Bell considers himself lucky to know he wanted to be a chef at a young age. His first job was washing dishes at Avenue Grille in Vancouver’s Kerrisdale neighbourhood at the age of 14 and after high school, he attended Dubrulle French Culinary School. His instructor and friend Rob Feenie inspired Bell to apprentice at Le Crocodile, where he met a culinary mentor Michel Jacob. “One of the reasons that I’ve been in the places that I’ve been is because of the foundation that he helped to build in my career,” says Bell. When Feenie left in 1995 to open Lumière, Bell came over as sous chef. He took his first executive chef position two years later in Toronto’s Accolade and worked in the province until moving to Murrieta’s Bar & Grill in Calgary where he also spent three years working with the Vintage Group. In 2008, Bell opened Cabana Bar & Grill after moving to Kelowna, B.C., the year prior and sold it in 2014. “This opportunity with Four Seasons was unique to me because I wasn’t a hotel chef. It was a real learning experience and learning curve, having spent most of my career in restaurants,” says Bell. In 2011, Bell was brought on to take over foodservice for the Four Seasons Hotel Vancouver including its YEW seafood + bar. When Bell joined the property, the hotel changed YEW’s concept from West Coast continental to seafood-centric. Bell’s mission was to make the luxury hotel fully Ocean Wise certified. “You don’t meet a chef these days worth their salt that isn’t engaged in where their food is from,” says Bell. “I guess you call my food ocean-totable, but really I’m not just about the three oceans that surround our country. I’m about healthy lakes, oceans and rivers and land-based, closed containment aquaculture.”

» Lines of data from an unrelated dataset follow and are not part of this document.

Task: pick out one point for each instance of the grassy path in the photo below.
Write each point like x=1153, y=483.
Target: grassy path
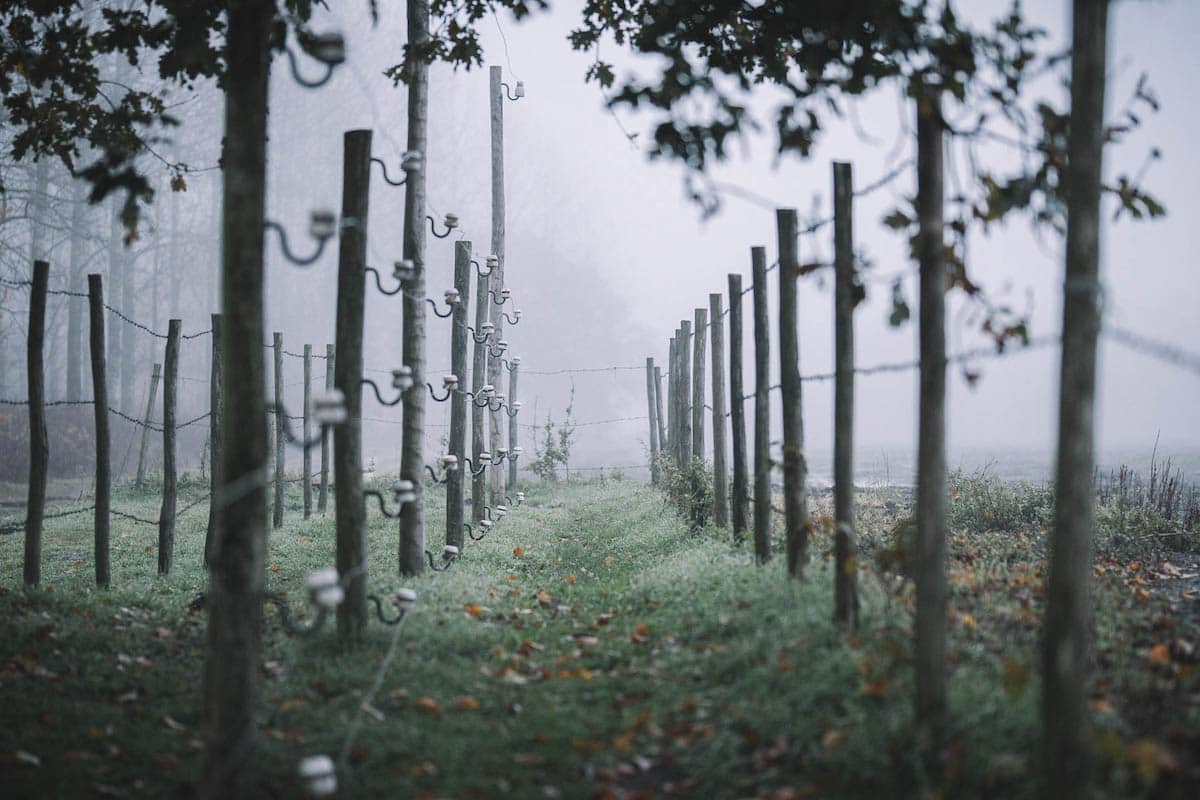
x=592, y=647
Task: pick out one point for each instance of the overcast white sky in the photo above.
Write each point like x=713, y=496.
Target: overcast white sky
x=606, y=254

Bell hopes to create a day to celebrate sustainable seafood from coast to coast, with the “audacious goal” of having sustainable seafood accessible to every Canadian within the next decade. “Chefs have a unique opportunity and, quite honestly, a responsibility to educate ourselves and our customers and our cooks about where our food comes from and how it was caught, raised, farmed, harvested, or gathered,” says Bell. “Let’s be honest, we’re addicted to cheap. We all are, myself included. We love to go and get the deal, we love to go out and buy the cheapest, but we really don’t think about where it came from.”

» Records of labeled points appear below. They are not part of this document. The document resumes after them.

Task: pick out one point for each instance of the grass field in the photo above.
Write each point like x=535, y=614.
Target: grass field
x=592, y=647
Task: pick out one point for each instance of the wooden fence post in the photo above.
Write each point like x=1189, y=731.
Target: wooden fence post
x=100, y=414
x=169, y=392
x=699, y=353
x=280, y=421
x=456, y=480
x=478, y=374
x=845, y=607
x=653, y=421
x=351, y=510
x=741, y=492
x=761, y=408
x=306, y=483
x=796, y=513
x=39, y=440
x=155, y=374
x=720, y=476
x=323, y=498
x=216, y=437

He says the work of Chefs for Oceans is just beginning. “The platform that I have as the executive chef of the Four Seasons here in Vancouver is an extraordinary one and it’s not lost on me,” says Bell, noting his peers at Four Seasons properties around the world are all people he can connect with. “It’s not Ned for oceans, it’s Chefs for Oceans, because it’s all of my peers who need to engage their friends and customers through their own restaurants or hotels,” he says. “I feed thousands of people a week, I can educate thousands of people in however small way and chefs across Canada can do the same. That’s

my call to action,” he says. “We’re going to have to do this eventually. We can’t continue to just take and take and take; it will run out, period, full stop. Look what happened to the cod. Imagine if that happened on the West Coast and we lost our five wild salmon species? People would freak out, but for some bizarre reason we continue abuse and use.” He says consumers care about supporting local food more than ever, and sees that moving in the direction of sustainable seafood. “I know I’m on the crest of a wave here, but I also know that 10 years from now, this is the only conversation we’ll be having.”